A bit of Dragon Con backstory: prior to this year, I had been to Dragon Con twice. I was 12 the first time and 13 the second, and at neither point was a chaperoned. It was terrifying. At the time (and this was 10 years ago, now), the con had somewhere around 17,000 attendees. It was crowded, and it was full of people in bondage gear, and it did not have anti-harassment policies on display. I got to see Anne McCaffrey speak, but made no effort to go back during high school or college. 

This year, though, I vowed it would be different. After all, I’m an adult now, and I knew people who were going, and I am entrenched-enough in Atlanta that I knew how to leave if I needed to. Plus, I was going to try to go to some of the night events. The after parties are, after all, what make Dragon Con different from my beloved book festival.

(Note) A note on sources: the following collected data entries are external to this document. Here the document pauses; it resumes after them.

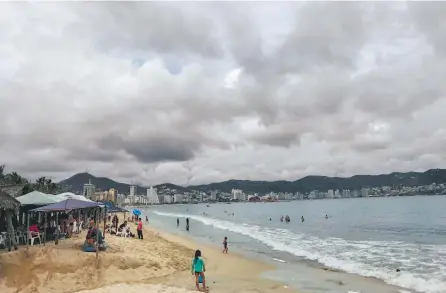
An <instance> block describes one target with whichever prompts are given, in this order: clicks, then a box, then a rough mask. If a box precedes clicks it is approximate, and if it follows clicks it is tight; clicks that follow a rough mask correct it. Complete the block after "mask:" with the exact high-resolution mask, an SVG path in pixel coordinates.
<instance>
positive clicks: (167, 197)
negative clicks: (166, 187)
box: [163, 195, 172, 203]
mask: <svg viewBox="0 0 446 293" xmlns="http://www.w3.org/2000/svg"><path fill="white" fill-rule="evenodd" d="M163 201H164V203H172V196H170V195H165V196H164V200H163Z"/></svg>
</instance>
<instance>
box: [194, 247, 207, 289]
mask: <svg viewBox="0 0 446 293" xmlns="http://www.w3.org/2000/svg"><path fill="white" fill-rule="evenodd" d="M191 271H192V275H195V286H196V287H197V290H198V291H201V290H200V283H201V282H202V283H203V291H206V289H207V288H206V278H205V276H204V272H206V267H205V265H204V260H203V259H202V258H201V251H200V250H197V251H195V257H194V259H193V260H192V268H191ZM200 279H201V280H200Z"/></svg>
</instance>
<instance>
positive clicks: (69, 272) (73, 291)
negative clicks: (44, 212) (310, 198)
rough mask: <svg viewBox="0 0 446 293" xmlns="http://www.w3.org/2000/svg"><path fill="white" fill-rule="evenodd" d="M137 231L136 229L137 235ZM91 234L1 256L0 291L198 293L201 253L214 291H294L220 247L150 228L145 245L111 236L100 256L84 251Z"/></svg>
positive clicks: (84, 235) (208, 282)
mask: <svg viewBox="0 0 446 293" xmlns="http://www.w3.org/2000/svg"><path fill="white" fill-rule="evenodd" d="M134 230H135V228H134V227H132V232H135V231H134ZM85 233H86V232H85V231H84V232H83V233H82V234H81V235H80V236H79V237H74V238H71V239H66V240H61V241H60V242H59V245H54V243H47V244H46V245H45V246H43V245H42V246H39V245H35V246H33V247H29V248H26V247H24V246H21V247H20V249H19V250H18V251H15V252H10V253H4V254H1V255H0V292H2V293H52V292H57V293H71V292H82V293H86V292H91V293H102V292H104V293H105V292H121V293H127V292H129V293H130V292H152V293H155V292H166V293H167V292H172V293H186V292H192V291H195V283H194V277H193V276H192V275H191V273H190V264H191V260H192V257H193V254H194V251H195V250H196V249H200V250H201V251H202V254H203V258H204V260H205V262H206V266H207V272H206V280H207V285H208V286H209V287H210V291H211V292H217V293H218V292H222V293H223V292H225V293H226V292H234V293H235V292H242V293H251V292H257V293H259V292H260V293H263V292H265V293H266V292H271V290H274V292H278V293H281V292H293V290H292V289H289V288H287V287H286V286H283V285H282V284H280V283H276V282H273V281H270V280H266V279H263V278H260V277H259V275H260V274H261V273H262V272H265V271H268V270H270V269H273V268H272V267H270V266H268V265H267V264H264V263H262V262H258V261H255V260H251V259H248V258H245V257H243V256H240V255H236V254H231V253H230V254H228V255H223V254H222V253H221V251H220V250H219V249H217V248H214V247H210V246H203V245H197V244H196V243H194V242H192V241H190V240H187V239H183V238H180V237H178V236H174V235H170V234H167V233H165V232H162V231H156V230H154V229H153V228H147V227H145V231H144V240H138V239H135V238H121V237H117V236H111V235H109V234H107V235H106V242H107V244H108V248H107V251H106V252H100V253H99V262H98V264H99V268H96V254H95V253H85V252H82V251H81V250H80V246H81V245H82V243H83V242H84V239H85Z"/></svg>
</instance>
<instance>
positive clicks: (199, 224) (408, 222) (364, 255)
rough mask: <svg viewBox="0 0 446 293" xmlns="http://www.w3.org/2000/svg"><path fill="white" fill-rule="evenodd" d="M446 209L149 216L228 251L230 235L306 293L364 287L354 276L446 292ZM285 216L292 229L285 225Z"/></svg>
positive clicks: (349, 200) (343, 203)
mask: <svg viewBox="0 0 446 293" xmlns="http://www.w3.org/2000/svg"><path fill="white" fill-rule="evenodd" d="M445 208H446V196H413V197H387V198H358V199H327V200H307V201H292V202H277V203H233V204H224V203H218V204H210V205H209V206H207V205H206V204H198V205H164V206H152V207H150V208H148V209H145V210H143V214H144V215H148V216H149V219H150V224H151V225H154V226H155V227H157V228H160V229H164V230H166V231H167V232H170V233H174V234H179V235H183V236H184V235H187V236H188V237H192V238H194V239H196V240H198V241H200V242H201V243H203V242H205V243H209V244H214V245H221V243H222V241H223V237H225V236H226V237H228V239H229V241H228V242H229V247H230V251H231V250H235V251H237V252H238V253H243V254H246V255H247V256H248V257H253V258H261V259H263V260H265V261H268V262H271V263H274V264H275V266H276V267H277V270H276V271H275V272H271V273H268V276H269V277H271V278H274V279H278V280H281V281H285V282H287V283H288V284H290V285H291V286H295V287H297V288H299V289H302V290H303V292H324V293H338V292H339V293H340V292H344V293H347V292H348V291H346V288H344V287H342V286H337V285H335V284H334V283H336V282H330V281H333V278H335V279H336V280H342V281H337V283H339V284H342V283H347V284H348V283H349V281H351V283H352V284H356V283H358V282H355V281H353V279H352V278H350V277H349V276H353V275H354V276H364V277H372V278H374V279H376V280H382V281H383V282H385V283H387V284H390V285H394V286H396V287H393V286H392V288H390V287H389V288H390V289H389V290H387V291H388V292H395V291H392V289H394V288H398V289H399V292H423V293H444V292H446V213H445ZM285 215H288V216H290V217H291V222H290V223H285V222H281V221H280V217H281V216H285ZM326 215H327V216H328V219H326V218H325V216H326ZM302 216H303V217H304V219H305V221H304V222H302V221H301V217H302ZM186 217H189V218H190V231H189V232H187V231H186V230H185V218H186ZM177 218H180V226H179V227H177V224H176V219H177ZM397 269H398V270H399V271H397ZM330 273H331V274H332V275H329V274H330ZM351 274H353V275H351ZM364 279H365V278H364ZM311 280H313V282H312V281H311ZM361 280H362V279H361ZM359 283H361V282H359ZM377 283H378V282H377ZM379 283H382V282H379ZM330 284H331V285H330ZM383 284H384V283H383ZM352 286H353V285H352ZM369 287H370V284H365V283H363V285H362V286H359V288H360V290H362V291H361V292H366V291H367V288H369ZM356 288H358V286H356ZM377 290H378V291H379V290H381V289H376V290H375V289H373V290H370V291H375V292H376V291H377ZM379 292H383V291H379ZM397 292H398V291H397Z"/></svg>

So I went (by myself, as is my way). It was Friday, the first real day of the con, so I expected it to be a little quieter. To some extent, it was. However, as of 2012 (the last year for which starts are available), Dragon Con attendance was 52,000 people. A quiet day of the con is still a quiet day in what is essentially a mid-sized town full of cosplayers who have been drunk for at least the last 12 hours.

Luckily, though, the small-town Atlanta magic kicked in. Walking around with no particular plans, I ran into an old drama camp counselor, three coworkers, a kid I went to college with, a half-dozen people from the theater, a man who never returned my text, a housemate’s friend, and a smattering of assorted sundry other folks. I didn’t know half of them were going to be there. In a town of folks dressed as fantasy characters, I still managed to be surrounded by people I knew.

When I’m at the grocery store it can feel claustrophobic. When I’m lost in a convention center full of tens of thousands of people? It’s reassuring.

Eventually, I did meet up with the folks I had actually intended to see while I was there. A con-experienced set of coworkers took me under their costumed wings, and I was escorted around to an improv show and various concerts.

At one of the concerts, a bundle of drunk improvisors wandered in, which was delightful, and I was offered/told to drink flask-bourbon for the duration of a mid-level rock set by a man who didn’t remember any of it later. At the second concert, I saw a middle-aged man dressed as a pirate lead a few hundred people in a round of “Science Fiction Double Feature,” and I was unironically moved. I poured myself into a cab at two in the morning after having been at the convention for 16 hours.

I wandered to the book festival the next day, and drank strawberitas while dressed as Jane Austen, and ran into a different set of coworkers and former classmates and theater people. It was good, and I’m glad I went, and now I know what John Scalzi looks like. But I’m glad I dove into the Dragon Con madness, even if only briefly. Next year, maybe I’ll try the football thing.